LOS ANGELES – City National Corporation (NYSE: CYN) today announced the acquisition of the operations of La Jolla, Calif.-based Imperial Capital Bank in an FDIC-assisted transaction.  City National will host a call to discuss the transaction on Monday, December 21, 2009 at 8 a.m. PST (11 a.m. EST).  Analysts and investors may participate in a question-and-answer session.  The call also will be Webcast live.  Slides related to the transaction will be posted to the company’s Website at cnb.com prior to the call.
Conference Call, Webcast and Replay Information:
Date:               Monday, December 21, 2009
Time:               8 a.m. Pacific time (11 a.m. Eastern time)
Duration:         1 hour
Telephone Access: Participants should join the live conference call 5 to 10 minutes before its scheduled start.

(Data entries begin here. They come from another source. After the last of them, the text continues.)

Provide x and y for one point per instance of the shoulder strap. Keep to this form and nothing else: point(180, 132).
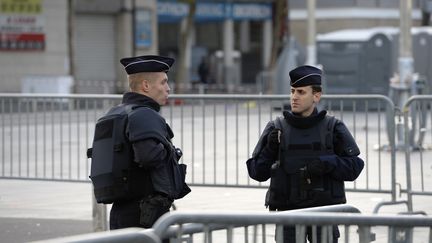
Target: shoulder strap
point(281, 124)
point(326, 132)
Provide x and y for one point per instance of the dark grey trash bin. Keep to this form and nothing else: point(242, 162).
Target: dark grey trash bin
point(356, 61)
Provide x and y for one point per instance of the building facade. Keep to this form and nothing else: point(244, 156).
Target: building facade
point(75, 45)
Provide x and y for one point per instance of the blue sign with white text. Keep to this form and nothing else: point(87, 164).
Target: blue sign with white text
point(173, 11)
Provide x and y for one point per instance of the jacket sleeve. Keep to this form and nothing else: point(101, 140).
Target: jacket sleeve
point(263, 157)
point(346, 163)
point(149, 153)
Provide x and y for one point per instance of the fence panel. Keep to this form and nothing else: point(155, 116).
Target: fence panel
point(418, 146)
point(46, 137)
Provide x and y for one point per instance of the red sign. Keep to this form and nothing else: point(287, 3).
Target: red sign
point(27, 41)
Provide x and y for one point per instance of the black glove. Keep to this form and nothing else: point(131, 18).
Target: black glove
point(273, 139)
point(319, 168)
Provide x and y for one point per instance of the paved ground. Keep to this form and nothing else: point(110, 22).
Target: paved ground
point(37, 210)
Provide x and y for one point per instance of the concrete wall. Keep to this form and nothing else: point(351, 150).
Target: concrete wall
point(329, 20)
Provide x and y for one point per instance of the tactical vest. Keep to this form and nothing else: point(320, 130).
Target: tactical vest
point(114, 175)
point(291, 185)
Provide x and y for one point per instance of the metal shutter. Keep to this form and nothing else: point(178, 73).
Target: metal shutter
point(94, 53)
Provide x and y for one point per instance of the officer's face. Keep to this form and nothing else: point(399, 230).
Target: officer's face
point(303, 100)
point(158, 88)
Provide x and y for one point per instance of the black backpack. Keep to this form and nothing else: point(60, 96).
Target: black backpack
point(111, 156)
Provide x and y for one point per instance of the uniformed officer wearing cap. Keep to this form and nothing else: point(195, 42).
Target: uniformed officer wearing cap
point(307, 154)
point(154, 156)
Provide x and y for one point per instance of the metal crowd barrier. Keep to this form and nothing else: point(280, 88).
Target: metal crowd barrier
point(267, 226)
point(418, 146)
point(45, 136)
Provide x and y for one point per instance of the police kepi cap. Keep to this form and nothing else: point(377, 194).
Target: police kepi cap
point(305, 76)
point(149, 63)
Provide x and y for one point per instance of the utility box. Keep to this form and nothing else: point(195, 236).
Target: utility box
point(362, 61)
point(356, 61)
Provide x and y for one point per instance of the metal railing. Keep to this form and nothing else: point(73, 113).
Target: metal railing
point(267, 226)
point(418, 146)
point(45, 137)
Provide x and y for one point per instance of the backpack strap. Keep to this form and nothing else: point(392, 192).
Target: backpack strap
point(281, 124)
point(326, 132)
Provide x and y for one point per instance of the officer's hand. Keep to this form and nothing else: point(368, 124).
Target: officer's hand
point(319, 168)
point(273, 139)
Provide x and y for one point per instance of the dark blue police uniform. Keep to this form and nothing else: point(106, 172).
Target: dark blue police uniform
point(305, 170)
point(157, 177)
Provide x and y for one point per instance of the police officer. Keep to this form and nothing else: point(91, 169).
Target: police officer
point(154, 157)
point(307, 154)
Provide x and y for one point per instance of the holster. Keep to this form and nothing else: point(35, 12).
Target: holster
point(152, 207)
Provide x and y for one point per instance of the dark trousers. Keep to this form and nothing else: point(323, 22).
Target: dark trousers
point(127, 214)
point(289, 234)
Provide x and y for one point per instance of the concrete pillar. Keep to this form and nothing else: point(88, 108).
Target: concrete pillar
point(228, 47)
point(311, 32)
point(267, 43)
point(244, 36)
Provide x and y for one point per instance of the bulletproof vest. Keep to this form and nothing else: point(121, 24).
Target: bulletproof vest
point(112, 172)
point(292, 186)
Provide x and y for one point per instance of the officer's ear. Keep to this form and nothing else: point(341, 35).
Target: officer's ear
point(316, 97)
point(145, 85)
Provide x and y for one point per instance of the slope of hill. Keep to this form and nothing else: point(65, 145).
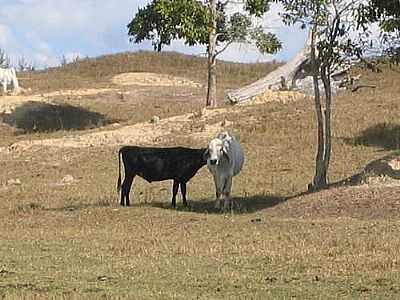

The dial-in number is (866) 393-6804, and the Conference ID is 48342007.
Telephone Replay: The call will be recorded and made available for replay through December 28, 2009. The dial-in number for the replay is (800) 642-1687. The Conference ID for the replay is 48342007.
Webcast Access: A listen-only live Webcast of the call will be available at cnb.com. A recorded version for replay will be available within 24 hours after the end of the call until December 21, 2010.

About City National
City National Bank is the wholly owned subsidiary of City National Corporation (NYSE: CYN).  Headquartered in Los Angeles, the company is backed by $18.4 billion in total assets, and provides banking, investment and trust services through 64 offices, including 16 full-service regional centers, in Southern California, the San Francisco Bay Area, Nevada and New York City.  City National and its eight majority-owned investment affiliates manage or administer $53.4 billion in client investment assets, including nearly $35 billion under direct management.
For more information about City National, visit the company’s Website at cnb.com.
This news release contains forward-looking statements about the company, for which the company claims the protection of the safe harbor provisions contained in the Private Securities Litigation Reform Act of 1995.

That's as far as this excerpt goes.